チャンピオンヒルズに行ってきました!

2020/12/18

 

最近、特に栗東・調教師との会話でよく出てくるのが「一度放牧に出したいんですけど、今回はチャンピオンヒルズでもいいですか?」という内容。これ、本当に多くなってきました。

クラブ側として、放牧・外厩先については原則、調教師の意向に沿って対応させていただいています。こちら側から、「〇〇でお願いします」ということはほぼありません。そうした中で、外厩先に指名されることが格段に増えた「チャンピオンヒルズ」。経営や成り立ち・設備については、インターネット上でも語られているので、そちらをご確認いただければと思うのですが、当クラブ所属馬の利用が増えてきたため、どんなところか簡単にご案内したいと思います。

最初に驚くのがその大きさ。東京ドーム15個分ほどの敷地内に、トラックコースがダートコース・フェルトダートコースの2種。外のコースで1周が1100m~1200mほどありますので、ちょっとした地方競馬場並みの広さです。

さらに規模の大きさを表しているのが、その馬房数。チャンピオンヒルズ内には12厩舎あって、1厩舎30馬房ですから、合計360馬房となります。これはノーザンファームなどと比べて勝るとも劣らない、もしくは匹敵する数です。付け加えると1馬房の大きさも、通常のものより、少しゆとりがある造り。全く窮屈感がありません。性格がキツめのタイプでも、すごく落ち着きが出てくるというのは、広々とした敷地と静かさ、さらにゆったりめの馬房・・・こんなところにも理由があるかもしれません。

そして同施設の代名詞とも言えるのが、全長1000mある2本の坂路コース。特筆すべきは1000mが一直線であることです。他の施設でも、それなりの長さの坂路コースはもちろんありますが、実際追えるのは2Fだけといった場所もあります。その意味では規模の大きさをフルに活かせる仕様だと言えます。なおかつ、こちらもトラックと同様にコースが2種。1つがフェルトダート。もう1つがウッドチップです。

「フェルトダートとは、ダートにフェルトを混ぜたもので、非常にクッションが効いていて、グリップ力があります。馬が躓くような場面がほとんどありません。脚元にとても優しく、かつ大きな負荷をかけられるコースです」とチャンピオンヒルズ関係者。実際、栗東の助手などが試し乗りに来ていたそうですが、コースコンディションを異口同音に高く評価していたとのこと。一方のウッドチップは競馬ファンにはお馴染み、こちらはスピード調教を目的としたコースになります。

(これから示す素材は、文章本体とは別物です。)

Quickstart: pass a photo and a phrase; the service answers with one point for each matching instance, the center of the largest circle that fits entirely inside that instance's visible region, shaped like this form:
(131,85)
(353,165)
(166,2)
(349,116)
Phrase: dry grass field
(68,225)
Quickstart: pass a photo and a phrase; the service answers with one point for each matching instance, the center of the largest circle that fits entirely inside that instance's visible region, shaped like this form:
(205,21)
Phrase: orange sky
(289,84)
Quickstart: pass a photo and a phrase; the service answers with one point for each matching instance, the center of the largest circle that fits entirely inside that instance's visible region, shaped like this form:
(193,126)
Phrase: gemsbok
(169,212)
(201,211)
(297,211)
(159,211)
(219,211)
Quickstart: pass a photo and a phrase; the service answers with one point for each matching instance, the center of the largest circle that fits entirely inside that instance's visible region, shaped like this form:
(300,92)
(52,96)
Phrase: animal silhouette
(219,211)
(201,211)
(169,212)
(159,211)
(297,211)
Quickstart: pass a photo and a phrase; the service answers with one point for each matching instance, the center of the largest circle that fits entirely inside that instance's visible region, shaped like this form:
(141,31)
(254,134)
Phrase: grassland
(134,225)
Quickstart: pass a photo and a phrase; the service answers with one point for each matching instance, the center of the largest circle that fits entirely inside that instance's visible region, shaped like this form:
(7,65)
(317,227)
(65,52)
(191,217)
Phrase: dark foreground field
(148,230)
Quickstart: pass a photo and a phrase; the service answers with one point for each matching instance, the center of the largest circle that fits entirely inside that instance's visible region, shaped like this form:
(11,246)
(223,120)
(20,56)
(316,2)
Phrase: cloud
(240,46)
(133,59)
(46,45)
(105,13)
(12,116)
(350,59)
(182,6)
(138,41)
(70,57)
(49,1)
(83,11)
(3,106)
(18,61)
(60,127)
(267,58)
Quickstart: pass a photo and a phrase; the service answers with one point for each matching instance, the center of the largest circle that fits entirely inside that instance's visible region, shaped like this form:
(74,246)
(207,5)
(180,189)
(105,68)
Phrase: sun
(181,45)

「従って、大きく負荷をかけてトレーニングをしたい場合はフェルトダート、スピードを高めたい時はウッドチップ、という使い分けです。負荷のかかり方のイメージとしては、フェルトダートの15-15を切る程度が、ウッドチップの13~12ぐらいになりますね」。ここは重要なところかもしれません。

また、チャンピオンヒルズには診療所があって、獣医師が常駐。トレーニング後は、ただちに乳酸値を測り、どれだけ負荷がかかったかを調べます。その数値によって、‘’もっと強く‘’、逆に‘’少し控えめに‘’などという調整プランが立てられるということです。

その他、知っていて損にならない情報はないでしょうかと尋ねると「フェルトダートは4F57秒が普通。歴戦の古馬でもハロン13秒が力いっぱい走ってのラップと思ってもらっていいかと。なので新馬、若駒が13秒を計時しているなら、それなりの走力があるはずです」という回答でした。

さらに「こちらのウッドチップ坂路で4F53秒~54秒を記録していれば、栗東坂路では52秒台が出る傾向もあります。つまり栗東よりもキツいコースということです」との情報も。栗東坂路52秒台は、一定の基準をクリアしているのではないかと思えるライン。クラブの外厩先近況コメントでも、できる限りそうした内容を入れていきたいと感じるお話でした。

トレセン関係者も大いに注目しているチャンピオンヒルズ。短期放牧では、全ての管理馬を同施設に入れている厩舎もあります。またこちらが取材している時にも、某調教師がササっと訪れて管理馬をチェックされていました。栗東からのアクセスの良さも非常に大きな魅力となっているようです。

ただそれでも、関係者への最後の質問に対する回答が、最大の武器が「人」であると強く感じた瞬間。

「結局、このような設備を活かせるかどうかは、我々スタッフ次第だと思っています。この施設を使うためのノウハウを、向上心を持って模索しているところでもあります。規模や新しさでの注目度の高さに甘んじることなく、今後もしっかりと結果を出しながら、実績を積み重ね、より質の高いレースを築くための貢献をしていきたいですね」(関係者)。

素晴らしい施設、そして素晴らしいスタッフの皆様でした。ありがとうございました。